What is Machine Learning’s Role in Business Operations?
Newer technologies such as Cloud, Robotic Process Automation (RPA), and blockchain are rewriting the rules of data engineering principles that drive digital transformation journeys for businesses. With the advent of AI and machine learning platforms, businesses are accelerating their investments in cloud computing, data analytics, and automation, seeking a heightened level of cost optimization and efficiency for their operations across all departments. One of the best examples of how Machine learning platforms are transforming business activities is seen in the Marketing and Sales departments. Marketing teams use ML tools to build a complete picture of what their online customers look like, even if it means using data from different sources such as websites, online forms/ surveys, mobile applications, and e-commerce sites. The speed at which all the different types of data are analyzed is phenomenal—and the accuracy is mind boggling. The use of diagnostic, descriptive, and predictive intelligence has made a tremendous impact on the speed and agility of the business, making them more competitive. In the entire ecosystem, Cloud’s modernization is built on data engineering models and the machine learning platform is the key driver pushing the innovations happening in this area.

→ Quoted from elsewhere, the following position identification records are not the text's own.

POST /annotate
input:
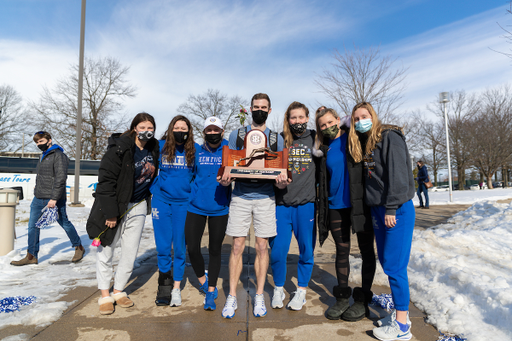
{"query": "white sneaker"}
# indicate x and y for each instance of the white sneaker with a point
(259, 306)
(175, 297)
(277, 299)
(390, 318)
(392, 332)
(230, 307)
(298, 300)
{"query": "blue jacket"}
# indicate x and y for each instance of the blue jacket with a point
(209, 197)
(173, 183)
(422, 175)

Machine Learning’s Role in Transforming Different Industries
The kind of investment we are witnessing in Machine learning platform development is unprecedented. The innovations with AI and ML tools are happening at many levels, and enterprise stacks are facing serious competition from the Open Source Development Operations (DevOps) groups. In fact, open source DevOps communities have emerged as one of the largest contributors to AI ML platforms developed in recent years.
Here are some of the biggest markets for ML platforms.
Online Marketing, Sales and Advertising
Online gaming, sports marketing, TV advertising, mobile applications, CRM applications, e-commerce and product recommendation, and social media marketing are some of the top ranking industries that have invested the most in acquiring machine learning platforms for their business operations. From churning the data from social media engines to monitoring competitors and their acquisitions to building CRM pipelines using online contacts – the entire online marketing and sales ecosystem has taken to AI and machine learning tools with ease.
Banking, insurance, and credit finance are the pillars of the modern economy. The rise of ML platforms specifically built for the financial services industry has ensured that innovations in this industry remain relevant to the demands of customers and investors. For example, the emergence of mobile wallets, online PoS, digital banking, and cryptocurrencies are all attributed to the data engineering teams that have access to some of the world’s best machine learning development platforms.
Healthcare and telemedicine
Medicine, biotechnology, and clinical research groups are using AI to quickly gain access to critical information and historical data to solve complex problems linked with healthcare and drug development. During the COVID-19, the use of ML tools helped healthcare service providers deliver necessary support and medicines, ensuring that vulnerable age groups and sick populations received the best treatment despite challenging pandemic situations. Newer concepts in healthcare such as patient’s electronic record management, telemedicine, drug redevelopment, vaccine engineering, genetic science, and personalized chat / virtual communication have shown the real possibilities of building the hospital infrastructure of the future. In fact, in recent times, we have seen how robotics has helped surgeons perform complex surgeries.
Other leading industries that are utilizing data management and analytics tools for simplifying their business operations include logistics and supply chain management, manufacturing and agriculture, space research, and education.
With the availability of a superior talent pool leading many best in class machine learning projects, it has become easier to forecast what the world would look like tomorrow. Without data, it is impossible to think of a future where, like electricity, access to the internet, and machine learning mean everything.